Bangor University SPSS

By | 12th April 2017

bangor university

Bangor University SPSS

This page will show you how to manage data in SPSS: how to create a data file, name and label variables, deal with missing values, compute new variables based on existing variable scores and recode scores. The instructions on this page are for SPSS Version 9.0 or lower. Newer versions (10.0 and higher) are different for some procedures. To see instructions for using these newer versions click here.

The data used to illustrate these procedures are questionnaire-based and taken from a study conducted by students taking a Health Behaviours module. The fact that the data are from a questionnaire makes no difference to the procedures. You would do exactly the same whatever the nature of your data; they are only numbers after all!

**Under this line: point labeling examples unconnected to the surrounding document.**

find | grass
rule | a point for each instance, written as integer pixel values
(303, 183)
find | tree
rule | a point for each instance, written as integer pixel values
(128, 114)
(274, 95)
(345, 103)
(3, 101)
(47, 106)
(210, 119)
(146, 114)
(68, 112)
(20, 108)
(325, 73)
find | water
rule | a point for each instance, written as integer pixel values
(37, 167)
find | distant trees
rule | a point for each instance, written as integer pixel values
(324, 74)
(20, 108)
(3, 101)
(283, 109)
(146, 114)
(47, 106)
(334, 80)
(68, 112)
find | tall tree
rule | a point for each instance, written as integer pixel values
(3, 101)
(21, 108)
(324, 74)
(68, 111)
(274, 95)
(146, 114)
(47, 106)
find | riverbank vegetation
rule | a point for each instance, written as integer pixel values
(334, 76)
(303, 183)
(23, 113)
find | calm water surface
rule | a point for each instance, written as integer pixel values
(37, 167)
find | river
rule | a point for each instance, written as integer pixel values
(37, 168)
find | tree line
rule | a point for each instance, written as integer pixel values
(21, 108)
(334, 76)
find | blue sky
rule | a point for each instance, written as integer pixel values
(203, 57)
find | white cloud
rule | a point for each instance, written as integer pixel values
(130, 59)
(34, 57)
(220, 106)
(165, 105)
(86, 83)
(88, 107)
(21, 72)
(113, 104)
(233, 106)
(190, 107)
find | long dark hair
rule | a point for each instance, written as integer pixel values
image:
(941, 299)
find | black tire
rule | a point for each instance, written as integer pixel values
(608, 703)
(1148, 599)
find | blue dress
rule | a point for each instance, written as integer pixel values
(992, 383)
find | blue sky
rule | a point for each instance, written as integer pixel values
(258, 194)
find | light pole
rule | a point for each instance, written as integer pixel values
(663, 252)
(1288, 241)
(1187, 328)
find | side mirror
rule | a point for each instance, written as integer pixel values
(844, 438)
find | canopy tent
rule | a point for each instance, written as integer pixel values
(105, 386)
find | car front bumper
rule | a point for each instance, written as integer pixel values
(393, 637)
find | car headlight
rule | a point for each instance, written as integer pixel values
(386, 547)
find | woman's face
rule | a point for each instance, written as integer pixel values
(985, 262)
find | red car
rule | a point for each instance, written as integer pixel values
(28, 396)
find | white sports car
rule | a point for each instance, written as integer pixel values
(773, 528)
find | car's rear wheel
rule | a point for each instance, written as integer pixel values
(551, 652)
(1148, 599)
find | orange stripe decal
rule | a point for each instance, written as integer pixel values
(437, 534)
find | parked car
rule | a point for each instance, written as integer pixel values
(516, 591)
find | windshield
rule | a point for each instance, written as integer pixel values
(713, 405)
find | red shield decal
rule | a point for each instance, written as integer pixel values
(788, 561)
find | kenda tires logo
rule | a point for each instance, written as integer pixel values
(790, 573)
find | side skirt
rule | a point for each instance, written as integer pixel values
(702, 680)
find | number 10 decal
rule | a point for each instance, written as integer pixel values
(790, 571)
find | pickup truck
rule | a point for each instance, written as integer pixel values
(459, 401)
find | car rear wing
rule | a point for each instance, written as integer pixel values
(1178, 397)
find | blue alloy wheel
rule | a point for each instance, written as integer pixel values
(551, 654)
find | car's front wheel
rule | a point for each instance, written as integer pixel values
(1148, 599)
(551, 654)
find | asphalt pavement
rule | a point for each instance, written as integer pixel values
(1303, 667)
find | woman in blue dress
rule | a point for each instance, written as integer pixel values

For the study, students generated a set of questionnaire items to measure the various constructs of the theory of planned behaviour aimed at predicting avoidance of over-exposure to the sun. To keep things simple for this example, we will only use two of the subscales of the questionnaire: behavioural beliefs which are peoples’ perceptions of the consequences of engaging in the behaviour, and perceived behavioural control, which is peoples’ perception of the degree of control they have over the behaviour. In addition I have included the variables age and sex. 315 participants completed the questionnaire.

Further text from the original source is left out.